The internet will account for 15% of global ad spending in 2010, hitting USD65bn annually as advertisers embrace search and mobile advertising at the expense of traditional media, according to a forecast from ad firm GroupM. The rise would continue the online migration of ad dollars, a trend that has accelerated since 2001, when the internet accounted for just 3.1% of total ad spend.
Spend on mobile web ads will see the biggest rise within digital formats, increasing by 19% to hit USD3.3bn in 2010 and account for 6% of all internet advertising. GroupM attributes much of the increase in mobile ad spending to the popularity of Apple’s iPhone. However, mobile still constitutes a comparatively small part of total digital ad spend and advertisers have yet to fully acclimatise to the growth in mobile internet use.

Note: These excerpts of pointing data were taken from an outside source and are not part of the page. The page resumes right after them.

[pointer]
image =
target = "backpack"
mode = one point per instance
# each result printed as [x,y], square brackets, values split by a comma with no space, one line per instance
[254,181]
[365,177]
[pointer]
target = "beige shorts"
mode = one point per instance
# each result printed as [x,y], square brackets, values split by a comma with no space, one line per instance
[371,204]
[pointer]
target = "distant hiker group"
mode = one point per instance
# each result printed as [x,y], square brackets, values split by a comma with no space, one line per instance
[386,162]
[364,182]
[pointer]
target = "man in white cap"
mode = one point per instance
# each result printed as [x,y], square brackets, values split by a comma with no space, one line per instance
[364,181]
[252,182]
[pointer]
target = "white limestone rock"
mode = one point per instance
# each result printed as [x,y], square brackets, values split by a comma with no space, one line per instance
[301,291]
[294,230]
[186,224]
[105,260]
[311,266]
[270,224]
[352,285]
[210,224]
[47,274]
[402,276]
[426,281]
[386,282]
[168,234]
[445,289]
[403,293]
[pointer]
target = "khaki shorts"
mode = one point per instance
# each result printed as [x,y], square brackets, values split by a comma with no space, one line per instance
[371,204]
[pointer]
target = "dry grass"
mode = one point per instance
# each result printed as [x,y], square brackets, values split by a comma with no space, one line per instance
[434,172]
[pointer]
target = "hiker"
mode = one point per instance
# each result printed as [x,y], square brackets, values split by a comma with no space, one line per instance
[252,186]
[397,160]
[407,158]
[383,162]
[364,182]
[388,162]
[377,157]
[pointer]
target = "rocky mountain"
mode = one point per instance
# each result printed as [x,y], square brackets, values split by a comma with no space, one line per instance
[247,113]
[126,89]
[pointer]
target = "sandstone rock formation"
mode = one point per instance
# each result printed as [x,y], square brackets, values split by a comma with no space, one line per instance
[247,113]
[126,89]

Search advertising will remain popular, increasing its share of digital ad spend by 12% to reach around USD25bn worldwide. GroupM says search will account for 43% of all online advertising by 2010, up from 38% in 2006. “Search remains a key driver of digital marketing as advertisers compete to capture a disproportionate share of the intention that search behaviour represents,” says GroupM Interaction CEO Rob Norman.
In contrast, display ad growth is starting to stagnate, with GroupM expecting display ad spend to rise just 5% globally to USD20bn next year. The trend is more marked in the US, where GroupM predicts display advertising will account for 34% of total spend on digital ads next year, a decline of one percentage point. The US is often considered a weathervane for advertising trends and GroupM says that the disparity between US figures and global ad spend is partly down to areas such as Asia Pacific being “behind the curve”.
Martin Sorrell, CEO of GroupM parent WPP, recently told the Wall Street Journal that digital marketing budgets lag behind his own group’s spending on internet advertising due to “natural conservatism, resistance to change and inability to adapt to change”. He says he expects digital ad budgets to account for 20% of total ad spend in five years, by which time WPP will be buying around 30% of its ad space online.